Saturday, November 22, 2014

The Occasional Critic: Pride & Prejudice, Who Wore it Better?

Here at Ulterior Colors, we have on staff a person whom I have come to regard as "The Occasional Critic." She looks remarkably similar to me, but her tone is definitely more opinionated than mine. She hopes not to offend but to illuminate. I find that I agree with most of her views on various movies, but as she is not a regularly published critic, I felt called upon to feature her here, because otherwise, her unique perspective would go unrecorded.

A prejudiced critic suitable for every occasion
Like Elizabeth Bennet of Pride & Prejudice, she goes by different nicknames depending on the person speaking to her. She could be a Beth, or a Lizzy or a Miss Liz, but in Critic mode, she is known as Liza. I wasn't aware until recently, of Liza's thoughts that compare and contrast the two filmed versions of Pride & Prejudice-- one produced as a mini-series by the BBC, starring Jennifer Ehle and Colin Firth-- and the newer feature film released in theaters with Keira Knightly and Michael McFadden. I came across an involved email discussion with a friend of hers who preferred the second film to the first, and Liza was just not having it. As I said, she knows her own mind when it comes to movies.

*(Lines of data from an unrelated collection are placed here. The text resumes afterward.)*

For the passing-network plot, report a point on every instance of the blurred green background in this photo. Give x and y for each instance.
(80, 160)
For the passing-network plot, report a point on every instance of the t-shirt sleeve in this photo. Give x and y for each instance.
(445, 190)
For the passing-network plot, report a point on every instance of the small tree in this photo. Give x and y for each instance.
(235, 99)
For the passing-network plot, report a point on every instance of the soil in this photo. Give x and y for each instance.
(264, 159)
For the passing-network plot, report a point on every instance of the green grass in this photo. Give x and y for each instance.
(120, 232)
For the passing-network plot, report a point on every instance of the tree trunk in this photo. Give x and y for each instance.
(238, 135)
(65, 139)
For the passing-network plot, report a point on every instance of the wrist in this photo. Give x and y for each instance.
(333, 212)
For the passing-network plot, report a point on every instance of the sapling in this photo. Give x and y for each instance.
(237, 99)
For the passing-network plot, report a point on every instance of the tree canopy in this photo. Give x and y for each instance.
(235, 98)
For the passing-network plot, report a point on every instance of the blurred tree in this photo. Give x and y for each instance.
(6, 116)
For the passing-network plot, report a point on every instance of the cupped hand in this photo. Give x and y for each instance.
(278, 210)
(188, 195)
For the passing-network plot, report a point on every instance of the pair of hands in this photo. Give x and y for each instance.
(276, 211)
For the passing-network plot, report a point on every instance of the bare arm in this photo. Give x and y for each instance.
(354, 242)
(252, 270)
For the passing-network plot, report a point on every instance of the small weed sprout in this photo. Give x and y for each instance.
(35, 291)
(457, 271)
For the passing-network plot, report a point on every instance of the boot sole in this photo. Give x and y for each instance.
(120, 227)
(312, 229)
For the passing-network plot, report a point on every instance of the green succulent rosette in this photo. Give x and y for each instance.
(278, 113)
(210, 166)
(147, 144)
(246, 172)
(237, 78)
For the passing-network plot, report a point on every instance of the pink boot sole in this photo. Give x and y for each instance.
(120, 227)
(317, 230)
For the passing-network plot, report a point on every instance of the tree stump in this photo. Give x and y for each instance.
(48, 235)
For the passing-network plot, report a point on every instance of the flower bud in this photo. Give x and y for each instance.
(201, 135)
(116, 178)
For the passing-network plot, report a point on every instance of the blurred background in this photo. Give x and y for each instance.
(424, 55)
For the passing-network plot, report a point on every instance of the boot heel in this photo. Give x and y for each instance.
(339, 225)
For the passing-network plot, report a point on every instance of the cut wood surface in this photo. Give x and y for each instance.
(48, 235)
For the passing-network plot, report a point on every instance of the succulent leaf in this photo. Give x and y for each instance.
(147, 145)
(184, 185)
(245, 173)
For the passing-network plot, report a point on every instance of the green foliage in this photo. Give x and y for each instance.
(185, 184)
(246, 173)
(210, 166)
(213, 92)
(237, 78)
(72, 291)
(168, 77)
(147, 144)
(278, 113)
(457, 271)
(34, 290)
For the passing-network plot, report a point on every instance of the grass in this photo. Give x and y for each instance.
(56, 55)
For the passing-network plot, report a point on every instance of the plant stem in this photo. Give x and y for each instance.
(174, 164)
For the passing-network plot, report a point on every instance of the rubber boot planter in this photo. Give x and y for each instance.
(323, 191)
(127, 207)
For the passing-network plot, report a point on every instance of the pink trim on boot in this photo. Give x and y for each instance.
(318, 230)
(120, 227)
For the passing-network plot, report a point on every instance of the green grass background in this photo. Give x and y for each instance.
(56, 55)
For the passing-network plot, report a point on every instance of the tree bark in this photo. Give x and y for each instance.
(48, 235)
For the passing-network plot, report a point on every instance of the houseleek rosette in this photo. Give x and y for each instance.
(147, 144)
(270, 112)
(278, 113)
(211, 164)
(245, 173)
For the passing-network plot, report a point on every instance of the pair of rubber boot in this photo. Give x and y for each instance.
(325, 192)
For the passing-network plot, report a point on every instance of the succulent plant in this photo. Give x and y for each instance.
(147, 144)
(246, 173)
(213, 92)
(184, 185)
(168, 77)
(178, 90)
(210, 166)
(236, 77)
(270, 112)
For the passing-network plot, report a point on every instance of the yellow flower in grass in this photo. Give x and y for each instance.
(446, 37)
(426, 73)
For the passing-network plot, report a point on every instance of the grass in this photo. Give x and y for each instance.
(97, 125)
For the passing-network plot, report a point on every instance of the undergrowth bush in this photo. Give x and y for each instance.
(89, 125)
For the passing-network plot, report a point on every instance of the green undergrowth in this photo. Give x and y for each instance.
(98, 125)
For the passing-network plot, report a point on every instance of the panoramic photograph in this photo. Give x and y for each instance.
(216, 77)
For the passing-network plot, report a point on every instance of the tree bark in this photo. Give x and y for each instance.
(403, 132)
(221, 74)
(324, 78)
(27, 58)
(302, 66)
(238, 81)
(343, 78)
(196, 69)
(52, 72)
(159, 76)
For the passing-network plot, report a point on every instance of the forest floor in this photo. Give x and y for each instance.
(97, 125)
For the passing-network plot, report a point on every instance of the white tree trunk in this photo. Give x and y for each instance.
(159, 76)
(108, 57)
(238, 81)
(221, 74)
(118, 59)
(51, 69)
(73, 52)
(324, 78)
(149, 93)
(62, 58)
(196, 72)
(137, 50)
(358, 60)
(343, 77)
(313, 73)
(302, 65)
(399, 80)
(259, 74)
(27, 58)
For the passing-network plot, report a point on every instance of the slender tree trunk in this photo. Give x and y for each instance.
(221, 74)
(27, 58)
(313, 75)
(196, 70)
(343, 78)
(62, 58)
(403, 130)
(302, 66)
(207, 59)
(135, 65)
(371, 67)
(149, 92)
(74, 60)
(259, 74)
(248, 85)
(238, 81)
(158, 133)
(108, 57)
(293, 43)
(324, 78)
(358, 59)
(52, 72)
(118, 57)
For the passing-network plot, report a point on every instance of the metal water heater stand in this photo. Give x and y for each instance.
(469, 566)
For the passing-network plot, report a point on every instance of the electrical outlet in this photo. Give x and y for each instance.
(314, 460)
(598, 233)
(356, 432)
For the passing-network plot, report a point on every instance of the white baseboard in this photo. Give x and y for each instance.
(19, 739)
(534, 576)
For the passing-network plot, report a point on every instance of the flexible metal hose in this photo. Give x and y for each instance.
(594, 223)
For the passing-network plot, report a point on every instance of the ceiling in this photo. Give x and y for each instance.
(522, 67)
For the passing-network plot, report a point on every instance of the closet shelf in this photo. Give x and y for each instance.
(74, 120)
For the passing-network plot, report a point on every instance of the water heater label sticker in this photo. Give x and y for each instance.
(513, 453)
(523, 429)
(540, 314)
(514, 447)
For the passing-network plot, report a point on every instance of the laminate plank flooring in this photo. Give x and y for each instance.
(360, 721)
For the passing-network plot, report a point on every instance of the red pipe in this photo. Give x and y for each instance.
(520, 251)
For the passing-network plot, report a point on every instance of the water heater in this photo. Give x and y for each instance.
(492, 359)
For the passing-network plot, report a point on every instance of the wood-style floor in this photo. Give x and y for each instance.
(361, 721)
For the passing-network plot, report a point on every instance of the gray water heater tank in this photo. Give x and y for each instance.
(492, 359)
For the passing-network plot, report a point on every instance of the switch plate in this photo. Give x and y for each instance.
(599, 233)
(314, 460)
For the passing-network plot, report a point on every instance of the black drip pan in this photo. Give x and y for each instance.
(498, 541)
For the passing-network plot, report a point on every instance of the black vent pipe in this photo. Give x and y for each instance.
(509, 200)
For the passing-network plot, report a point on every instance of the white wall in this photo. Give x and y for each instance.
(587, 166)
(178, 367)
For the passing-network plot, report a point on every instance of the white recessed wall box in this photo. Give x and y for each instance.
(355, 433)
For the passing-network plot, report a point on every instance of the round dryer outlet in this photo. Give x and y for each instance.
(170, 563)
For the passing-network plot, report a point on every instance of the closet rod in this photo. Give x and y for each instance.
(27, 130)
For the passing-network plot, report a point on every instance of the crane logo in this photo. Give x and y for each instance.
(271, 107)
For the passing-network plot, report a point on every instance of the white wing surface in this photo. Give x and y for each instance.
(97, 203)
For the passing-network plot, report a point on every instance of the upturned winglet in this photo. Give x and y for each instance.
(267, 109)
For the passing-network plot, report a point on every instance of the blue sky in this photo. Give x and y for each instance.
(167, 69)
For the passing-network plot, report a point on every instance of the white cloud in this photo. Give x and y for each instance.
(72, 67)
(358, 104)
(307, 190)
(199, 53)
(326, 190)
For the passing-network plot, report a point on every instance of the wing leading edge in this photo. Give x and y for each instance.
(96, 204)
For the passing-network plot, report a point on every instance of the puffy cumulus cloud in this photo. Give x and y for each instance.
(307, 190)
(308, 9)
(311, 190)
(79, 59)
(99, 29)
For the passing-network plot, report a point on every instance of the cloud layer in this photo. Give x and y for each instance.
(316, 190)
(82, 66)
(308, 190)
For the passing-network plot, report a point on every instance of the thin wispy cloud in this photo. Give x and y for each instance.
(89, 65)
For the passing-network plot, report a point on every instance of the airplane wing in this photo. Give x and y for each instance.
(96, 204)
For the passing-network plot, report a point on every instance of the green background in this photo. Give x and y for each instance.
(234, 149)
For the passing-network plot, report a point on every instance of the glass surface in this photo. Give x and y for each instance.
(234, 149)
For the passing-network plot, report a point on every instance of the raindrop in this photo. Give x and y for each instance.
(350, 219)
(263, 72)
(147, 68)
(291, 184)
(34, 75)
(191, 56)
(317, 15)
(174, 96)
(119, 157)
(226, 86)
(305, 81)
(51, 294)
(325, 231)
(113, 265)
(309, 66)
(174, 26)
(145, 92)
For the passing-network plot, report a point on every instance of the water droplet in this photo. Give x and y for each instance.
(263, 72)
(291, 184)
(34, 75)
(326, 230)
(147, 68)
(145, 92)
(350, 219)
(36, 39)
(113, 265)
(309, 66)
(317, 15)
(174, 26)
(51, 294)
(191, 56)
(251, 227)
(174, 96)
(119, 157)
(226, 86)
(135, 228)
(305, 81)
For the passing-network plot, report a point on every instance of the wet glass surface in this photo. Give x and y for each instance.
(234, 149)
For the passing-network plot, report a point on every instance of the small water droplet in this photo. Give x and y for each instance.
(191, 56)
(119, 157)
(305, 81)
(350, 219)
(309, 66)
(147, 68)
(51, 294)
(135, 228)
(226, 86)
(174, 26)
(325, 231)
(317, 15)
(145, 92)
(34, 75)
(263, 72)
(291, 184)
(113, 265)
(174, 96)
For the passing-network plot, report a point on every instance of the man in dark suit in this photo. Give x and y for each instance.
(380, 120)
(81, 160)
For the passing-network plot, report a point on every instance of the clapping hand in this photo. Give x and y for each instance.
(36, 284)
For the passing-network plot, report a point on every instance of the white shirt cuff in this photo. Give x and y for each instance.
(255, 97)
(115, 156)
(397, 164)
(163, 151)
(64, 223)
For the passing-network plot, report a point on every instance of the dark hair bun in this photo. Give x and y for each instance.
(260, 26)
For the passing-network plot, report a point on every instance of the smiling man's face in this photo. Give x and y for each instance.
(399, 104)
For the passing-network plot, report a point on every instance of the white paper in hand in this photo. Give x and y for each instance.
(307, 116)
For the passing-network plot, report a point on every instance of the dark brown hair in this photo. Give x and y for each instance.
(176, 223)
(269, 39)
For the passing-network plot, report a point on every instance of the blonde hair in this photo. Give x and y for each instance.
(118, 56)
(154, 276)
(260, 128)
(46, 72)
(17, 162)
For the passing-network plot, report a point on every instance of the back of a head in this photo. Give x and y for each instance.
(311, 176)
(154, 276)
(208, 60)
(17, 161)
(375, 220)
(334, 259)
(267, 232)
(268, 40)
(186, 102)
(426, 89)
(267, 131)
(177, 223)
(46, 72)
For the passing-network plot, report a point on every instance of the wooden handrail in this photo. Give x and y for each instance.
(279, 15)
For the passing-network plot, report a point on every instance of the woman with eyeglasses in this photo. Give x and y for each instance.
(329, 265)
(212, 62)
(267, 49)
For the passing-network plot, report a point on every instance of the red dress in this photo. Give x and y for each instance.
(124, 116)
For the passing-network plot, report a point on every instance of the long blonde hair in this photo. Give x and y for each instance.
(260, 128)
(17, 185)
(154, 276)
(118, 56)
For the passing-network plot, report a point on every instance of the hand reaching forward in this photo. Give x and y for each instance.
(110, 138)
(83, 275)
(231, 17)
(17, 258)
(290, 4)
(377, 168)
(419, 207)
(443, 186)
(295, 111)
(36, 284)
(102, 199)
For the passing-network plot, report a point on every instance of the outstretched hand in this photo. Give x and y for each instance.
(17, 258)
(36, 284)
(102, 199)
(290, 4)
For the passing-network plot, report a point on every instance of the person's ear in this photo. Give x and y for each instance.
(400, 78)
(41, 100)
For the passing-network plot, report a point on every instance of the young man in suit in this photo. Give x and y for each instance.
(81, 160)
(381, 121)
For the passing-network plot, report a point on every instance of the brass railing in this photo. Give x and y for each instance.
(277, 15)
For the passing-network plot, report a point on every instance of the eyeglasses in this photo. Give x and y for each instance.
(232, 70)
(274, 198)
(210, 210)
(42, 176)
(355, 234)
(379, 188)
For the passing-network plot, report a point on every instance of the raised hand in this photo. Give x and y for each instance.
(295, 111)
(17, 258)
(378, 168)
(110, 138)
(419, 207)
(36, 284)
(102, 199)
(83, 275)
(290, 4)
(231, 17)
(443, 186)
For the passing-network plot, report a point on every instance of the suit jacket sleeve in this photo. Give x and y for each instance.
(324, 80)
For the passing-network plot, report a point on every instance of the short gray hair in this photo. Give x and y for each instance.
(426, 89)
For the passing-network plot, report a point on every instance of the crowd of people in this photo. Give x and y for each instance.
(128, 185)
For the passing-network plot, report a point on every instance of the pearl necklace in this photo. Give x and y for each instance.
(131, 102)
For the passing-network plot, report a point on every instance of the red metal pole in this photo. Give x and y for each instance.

This is Liza's side of the exchange. If you find yourself wanting to comment back, either in agreement or with a "nay", you know what to do. If you find yourself wondering how Liza could have spent so much time discussing movies by email, know that I was wondering the same, myself. Obviously I need to give her more to do around here.

Liza prefers a laptop computer for important missives
She writes:

I like the BBC version (we'll call it "the series") better. But, I guess the movie version was good in and of itself, if one had never read the book. I didn't like the look of its production straying from the Austen template, even if the director set it further back in time on purpose. It looked more fitting to the Brontës: cruder, muddier and meaner, in spite of Elizabeth traipsing around with six inches of soiled hem in the series. That wide shot of Keira Knightly standing on the cliff with her hair and dress whipping around her while she is lost in melancholy thought isn't the best interpretation of her character. That shot could be of Catherine Earnshaw from Wuthering Heights, or of Jane Eyre upon the northern moors of remote Yorkshire, and not of Elizabeth Bennett in the pastoral shires scattered near lively London. 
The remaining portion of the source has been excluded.